Образ гневного, бушующего моря, которое, как щенком, играет человеком, господствует и в последующей 1-й сцене II акта. "Безжалостно меня швыряло море // На берега скалистые..." – говорит Перикл. В его монологе, который мы приводили выше, и в дальнейших репликах, обращенных к рыбакам, грозное могущество моря представлено и как сила природы (Перикл говорит о том, что как смертный он подвластен бушующим стихиям), и как орудие судьбы.
Море для Перикла "rough", т. е. грубое, суровое, бурное, неприятное. Он называет море "похитителем" (ср.: "rapture of the sea" (II, 1, 143); "rapture" толкуется английскими комментаторами как "violent seizure", насильственный захват {Shakespeare W. Pericles/Ed. by F. D. Hoeniger, p. 50. Note to Jine 154.}), море не щадит никого из людей ("that spares not any man" II, 1, 121). Однако здесь есть новый оттенок в образе моря, который слабо обозначился уже ранее в последних словах монолога Гауэра (о судьбе, дающей радость): море в гневе забрало доспехи, но, успокоившись, вернуло их. Значит – море не только берет, но и дает.

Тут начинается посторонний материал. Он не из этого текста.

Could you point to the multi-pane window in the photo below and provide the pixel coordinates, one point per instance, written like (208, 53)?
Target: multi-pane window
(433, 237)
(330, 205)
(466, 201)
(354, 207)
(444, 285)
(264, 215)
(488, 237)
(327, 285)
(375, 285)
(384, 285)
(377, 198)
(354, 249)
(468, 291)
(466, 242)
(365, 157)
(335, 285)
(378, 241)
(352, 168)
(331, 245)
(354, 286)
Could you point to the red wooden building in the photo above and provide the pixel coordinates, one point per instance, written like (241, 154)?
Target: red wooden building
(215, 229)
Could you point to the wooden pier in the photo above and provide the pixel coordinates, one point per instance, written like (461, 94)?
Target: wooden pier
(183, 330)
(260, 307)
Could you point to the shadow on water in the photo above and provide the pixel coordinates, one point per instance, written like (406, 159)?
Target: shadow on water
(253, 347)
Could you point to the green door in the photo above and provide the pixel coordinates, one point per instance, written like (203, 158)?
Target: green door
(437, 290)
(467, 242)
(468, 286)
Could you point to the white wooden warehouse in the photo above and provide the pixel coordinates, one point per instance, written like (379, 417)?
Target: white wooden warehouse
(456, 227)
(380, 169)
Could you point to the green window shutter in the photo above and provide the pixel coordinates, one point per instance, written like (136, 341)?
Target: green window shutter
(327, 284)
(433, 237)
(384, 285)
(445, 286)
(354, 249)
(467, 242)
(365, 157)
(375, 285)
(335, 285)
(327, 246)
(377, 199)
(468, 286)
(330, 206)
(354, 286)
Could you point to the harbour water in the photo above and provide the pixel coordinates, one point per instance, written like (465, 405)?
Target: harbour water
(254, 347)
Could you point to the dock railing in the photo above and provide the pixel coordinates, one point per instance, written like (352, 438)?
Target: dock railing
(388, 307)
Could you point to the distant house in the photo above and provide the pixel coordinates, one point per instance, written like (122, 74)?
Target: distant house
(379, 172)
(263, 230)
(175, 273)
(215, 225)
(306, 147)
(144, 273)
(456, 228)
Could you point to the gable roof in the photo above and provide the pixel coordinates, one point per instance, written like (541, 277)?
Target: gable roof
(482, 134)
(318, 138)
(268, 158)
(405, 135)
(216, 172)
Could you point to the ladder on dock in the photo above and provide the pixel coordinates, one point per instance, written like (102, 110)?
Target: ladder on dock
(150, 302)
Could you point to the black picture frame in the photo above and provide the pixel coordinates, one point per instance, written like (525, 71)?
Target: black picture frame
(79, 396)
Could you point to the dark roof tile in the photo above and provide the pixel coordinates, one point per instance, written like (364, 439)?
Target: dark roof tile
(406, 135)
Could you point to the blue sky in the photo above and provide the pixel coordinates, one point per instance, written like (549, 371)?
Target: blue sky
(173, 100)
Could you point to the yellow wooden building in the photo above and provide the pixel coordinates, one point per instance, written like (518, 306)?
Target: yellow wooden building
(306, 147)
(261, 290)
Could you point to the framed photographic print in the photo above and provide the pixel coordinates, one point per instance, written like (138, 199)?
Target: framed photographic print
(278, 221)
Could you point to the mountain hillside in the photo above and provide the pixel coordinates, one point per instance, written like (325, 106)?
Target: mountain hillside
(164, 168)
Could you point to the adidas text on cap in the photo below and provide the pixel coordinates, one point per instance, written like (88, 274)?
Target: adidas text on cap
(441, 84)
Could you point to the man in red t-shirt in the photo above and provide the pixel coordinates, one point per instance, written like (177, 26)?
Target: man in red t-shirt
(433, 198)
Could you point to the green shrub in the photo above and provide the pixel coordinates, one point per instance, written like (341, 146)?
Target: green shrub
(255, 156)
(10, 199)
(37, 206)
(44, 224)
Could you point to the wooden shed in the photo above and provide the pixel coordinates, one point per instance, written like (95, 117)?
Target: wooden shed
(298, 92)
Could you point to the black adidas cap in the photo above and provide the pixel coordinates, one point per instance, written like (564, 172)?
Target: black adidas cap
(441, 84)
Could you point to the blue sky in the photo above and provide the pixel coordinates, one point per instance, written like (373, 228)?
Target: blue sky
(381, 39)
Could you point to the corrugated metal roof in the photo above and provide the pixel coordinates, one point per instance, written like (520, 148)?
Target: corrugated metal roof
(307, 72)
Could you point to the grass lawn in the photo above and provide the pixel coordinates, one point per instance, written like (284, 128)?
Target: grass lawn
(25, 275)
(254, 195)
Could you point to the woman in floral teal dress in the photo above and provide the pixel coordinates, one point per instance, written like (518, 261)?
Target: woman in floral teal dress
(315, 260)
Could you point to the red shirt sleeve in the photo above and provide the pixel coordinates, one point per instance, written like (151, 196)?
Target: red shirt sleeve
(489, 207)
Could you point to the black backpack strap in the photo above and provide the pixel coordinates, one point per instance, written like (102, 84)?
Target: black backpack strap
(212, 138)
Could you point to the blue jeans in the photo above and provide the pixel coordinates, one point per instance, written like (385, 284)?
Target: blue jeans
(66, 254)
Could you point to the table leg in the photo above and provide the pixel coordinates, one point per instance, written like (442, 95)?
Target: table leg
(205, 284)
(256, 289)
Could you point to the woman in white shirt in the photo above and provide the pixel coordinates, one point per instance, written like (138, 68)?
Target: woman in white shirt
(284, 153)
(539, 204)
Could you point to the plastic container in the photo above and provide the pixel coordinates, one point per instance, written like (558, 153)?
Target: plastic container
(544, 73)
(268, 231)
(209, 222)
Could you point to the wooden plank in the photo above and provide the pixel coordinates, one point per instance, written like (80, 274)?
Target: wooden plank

Но об этом оттенке мы на время забываем, ибо и в последующем беглом упоминании о море (когда Перикл говорит Таисе: "...злое море корабли мои // Похитило, друзей меня лишило..." – II, 3), и в словах Перикла, которые Таиса передает Симониду ("...дворянин из Тира, которого несчастье, причиненное морем, лишило корабля и друзей" – подстрочник; англ. текст – II, 3, 82-89), и особенно в III акте море предстает еще более яростным и неистовым, чем раньше.
Прекрасный, истинно шекспировский стих первого монолога Перикла в III акте, отрывок из которого был приведен выше, великолепно передает грохот сшибающихся волн, медный рев свирепого ветра – словом, все буйство разъяренных стихий, то возносящих корабль Перикла к самому небу, то низвергающих его в адские бездны, заставляющих корабль плясать ("пляшущий корабль", "dancing boat" – III, 1, 13) под аккомпанемент громов и злые вспышки молний.
В III и IV актах поэтический образ бури главенствует и придает художественное единство разбросанным по месту действия и разорванным во времени эпизодам. Грозная музыка бури зарождается во вступительном монологе Гауэра, мощно звучит в начале III акта, слышится и в последующих сценах. О шторме, бушевавшем в 1-й сцене III акта, нам постоянно напоминают действующие лица пьесы в дальнейшем. Первые же реплики во 2-й сцене, в доме Церимона, устанавливают связь этой сцены с предыдущей: появляется хозяин с незнакомцем, потерпевшим кораблекрушение, и приказывает Филемону:
Согрей и накорми людей несчастных:
Ночь выдалась жестокая для них.
А слуга словно подтверждает:
Я видел бурь немало, но такой,
Как эта, не видал еще ни разу!
Бесчинство ночного урагана описывают и живущие на берегу моря дворяне, которые пришли искать убежища у Церимона. Не дает нам забыть о буре и главное событие этой сцены – оживление Церимоном Таисы. В следующей сцене, в разговоре с Клеоном и Диониссой, Перикл возвращается к ужасной ночи на корабле. В финальном эпизоде той же сцены напоминает еще раз зрителю о море Таиса, повествуя о том, как потеряла там супруга и новорожденного ребенка.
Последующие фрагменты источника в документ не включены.